Unsupervised Learning
What is Unsupervised Learning?
Unsupervised learning is a subset of artificial intelligence that deals with the identification of patterns in data without pre-existing labels. Unlike supervised learning, where the model is trained on a labeled dataset, unsupervised learning algorithms work with data that has no labels, and the goal is to infer the natural structure present within a set of data points. This approach is particularly useful in scenarios where the cost of labeling data is prohibitive or where the structure of the data is unknown. Techniques commonly used in unsupervised learning include clustering, where data points are grouped into clusters based on similarity, and association, where the goal is to identify rules that describe large portions of data. Unsupervised learning is widely used in fields such as customer segmentation, anomaly detection, and market basket analysis.
A type of machine learning where the algorithm is trained on unlabeled data and must find patterns and relationships within the data without explicit instructions.
Examples
- Customer Segmentation: Retail companies often use unsupervised learning to group customers into different segments based on purchasing behavior. This helps in targeting marketing efforts and improving customer satisfaction.

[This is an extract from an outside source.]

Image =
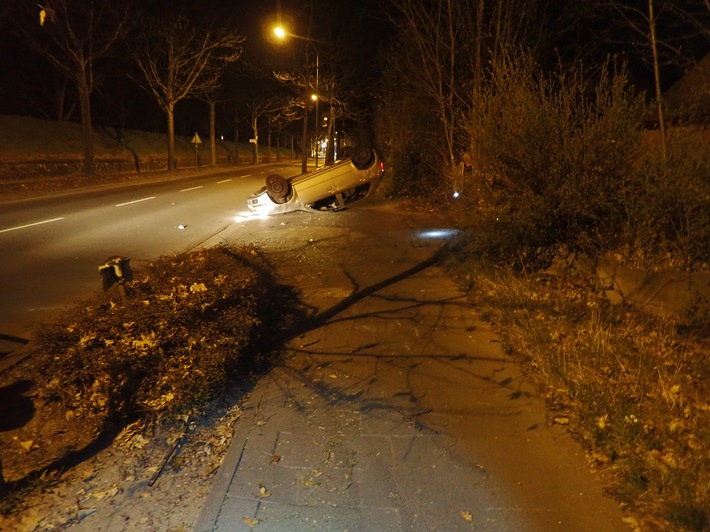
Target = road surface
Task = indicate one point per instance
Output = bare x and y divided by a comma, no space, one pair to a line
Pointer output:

- Anomaly Detection: Financial institutions use unsupervised learning to detect fraudulent transactions. By identifying patterns that deviate from the norm, these algorithms can flag potentially fraudulent activity for further investigation.
Additional Information
- Unsupervised learning can be more challenging than supervised learning because there are no labels to guide the learning process.
- Common algorithms used in unsupervised learning include K-means clustering, hierarchical clustering, and principal component analysis (PCA).